Given an outfit, what small changes would most improve its fashionability?
Facebook introduced Fashion++, an approach that proposes minimal adjustments to a full-body clothing outfit that will have maximal impact on its fashionability.
The AI system uses a deep image-generation neural network to recognize garments and offer suggestions on what to remove, add, or swap. It can also recommend ways to adjust a piece of clothing, such as tucking in a shirt or rolling up the sleeves.
Fashion++ focuses specifically on minimal edits, suggesting adjustments that are more realistic and practical than buying an entirely new outfit. The system uses a discriminative fashionability classifier that is trained on thousands of publicly available images of outfits that have been judged to be stylish. These serve as ground truth examples of fashionable outfits, and unfashionable examples are then bootstrapped by swapping garments on the fashionable examples with their least similar counterparts.
Once the classifier is trained, the system gradually updates the outfit in order to make it more fashionable. An image-generation neural network renders the newly adjusted look, using a variational auto-encoder to generate the silhouette and a conditional generative adversarial network (cGAN) to generate the color and pattern. The latent encodings learned by this generator are further used to identify which garments in its inventory will best achieve the style.

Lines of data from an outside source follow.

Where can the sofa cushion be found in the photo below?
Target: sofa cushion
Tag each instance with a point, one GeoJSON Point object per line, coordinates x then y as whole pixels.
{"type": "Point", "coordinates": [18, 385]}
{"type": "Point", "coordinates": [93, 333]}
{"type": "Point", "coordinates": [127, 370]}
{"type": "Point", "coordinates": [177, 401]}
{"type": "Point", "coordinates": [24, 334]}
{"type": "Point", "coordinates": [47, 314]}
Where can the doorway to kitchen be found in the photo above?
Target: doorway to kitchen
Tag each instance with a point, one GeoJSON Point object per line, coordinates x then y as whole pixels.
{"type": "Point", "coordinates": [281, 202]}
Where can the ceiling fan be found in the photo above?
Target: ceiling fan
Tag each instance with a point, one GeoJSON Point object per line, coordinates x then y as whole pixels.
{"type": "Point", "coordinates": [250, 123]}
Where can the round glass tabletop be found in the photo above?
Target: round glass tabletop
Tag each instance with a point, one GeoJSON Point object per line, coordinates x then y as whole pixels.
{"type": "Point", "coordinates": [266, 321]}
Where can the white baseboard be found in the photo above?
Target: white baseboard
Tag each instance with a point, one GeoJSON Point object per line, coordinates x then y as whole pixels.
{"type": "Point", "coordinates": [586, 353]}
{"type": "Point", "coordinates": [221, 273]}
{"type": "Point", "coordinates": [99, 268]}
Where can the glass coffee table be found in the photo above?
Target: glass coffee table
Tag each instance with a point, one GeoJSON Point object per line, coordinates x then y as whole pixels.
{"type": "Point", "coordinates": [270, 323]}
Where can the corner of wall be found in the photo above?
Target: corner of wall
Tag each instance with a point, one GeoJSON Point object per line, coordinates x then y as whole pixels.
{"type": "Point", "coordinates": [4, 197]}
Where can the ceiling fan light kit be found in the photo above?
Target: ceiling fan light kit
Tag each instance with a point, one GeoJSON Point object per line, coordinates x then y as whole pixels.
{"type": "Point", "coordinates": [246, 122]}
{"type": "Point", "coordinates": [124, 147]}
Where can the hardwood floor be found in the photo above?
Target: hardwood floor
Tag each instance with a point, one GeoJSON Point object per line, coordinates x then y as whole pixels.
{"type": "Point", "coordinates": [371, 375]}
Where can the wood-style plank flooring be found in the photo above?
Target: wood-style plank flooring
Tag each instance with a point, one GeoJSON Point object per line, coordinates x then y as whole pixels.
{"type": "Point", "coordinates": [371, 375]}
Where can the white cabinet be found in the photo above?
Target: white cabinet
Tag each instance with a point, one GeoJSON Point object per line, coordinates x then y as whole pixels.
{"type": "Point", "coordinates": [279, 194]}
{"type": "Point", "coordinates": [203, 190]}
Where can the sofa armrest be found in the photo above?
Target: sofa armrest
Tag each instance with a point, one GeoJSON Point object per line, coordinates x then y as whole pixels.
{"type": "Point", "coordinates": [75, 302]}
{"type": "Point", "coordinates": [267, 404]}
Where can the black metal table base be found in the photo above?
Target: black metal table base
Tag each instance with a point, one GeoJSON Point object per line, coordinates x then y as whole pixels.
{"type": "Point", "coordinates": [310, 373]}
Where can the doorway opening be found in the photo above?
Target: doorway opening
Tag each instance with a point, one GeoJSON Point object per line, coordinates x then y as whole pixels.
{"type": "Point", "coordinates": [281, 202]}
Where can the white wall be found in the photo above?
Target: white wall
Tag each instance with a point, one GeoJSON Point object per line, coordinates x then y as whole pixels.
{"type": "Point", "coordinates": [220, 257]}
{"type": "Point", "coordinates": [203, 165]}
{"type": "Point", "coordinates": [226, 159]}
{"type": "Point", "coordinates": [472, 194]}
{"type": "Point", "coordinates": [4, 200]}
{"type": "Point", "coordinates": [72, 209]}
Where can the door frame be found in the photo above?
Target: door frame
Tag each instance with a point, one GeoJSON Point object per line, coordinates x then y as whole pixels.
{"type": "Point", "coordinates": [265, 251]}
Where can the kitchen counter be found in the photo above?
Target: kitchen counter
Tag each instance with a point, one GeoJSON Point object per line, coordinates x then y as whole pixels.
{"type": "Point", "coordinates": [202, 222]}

Experiments show that the system’s recommendations bring images closer to ground truth examples and that human evaluators find the Fashion++ suggestions not only fashionable but also easy to implement.
Fashion++ is an example of how AI can be useful in a domain such as fashion, which some might think would be too creative or subjective for these systems. Rather than dictating or redefining what is fashionable, Fashion++ learns from examples in order to offer practical fashion advice.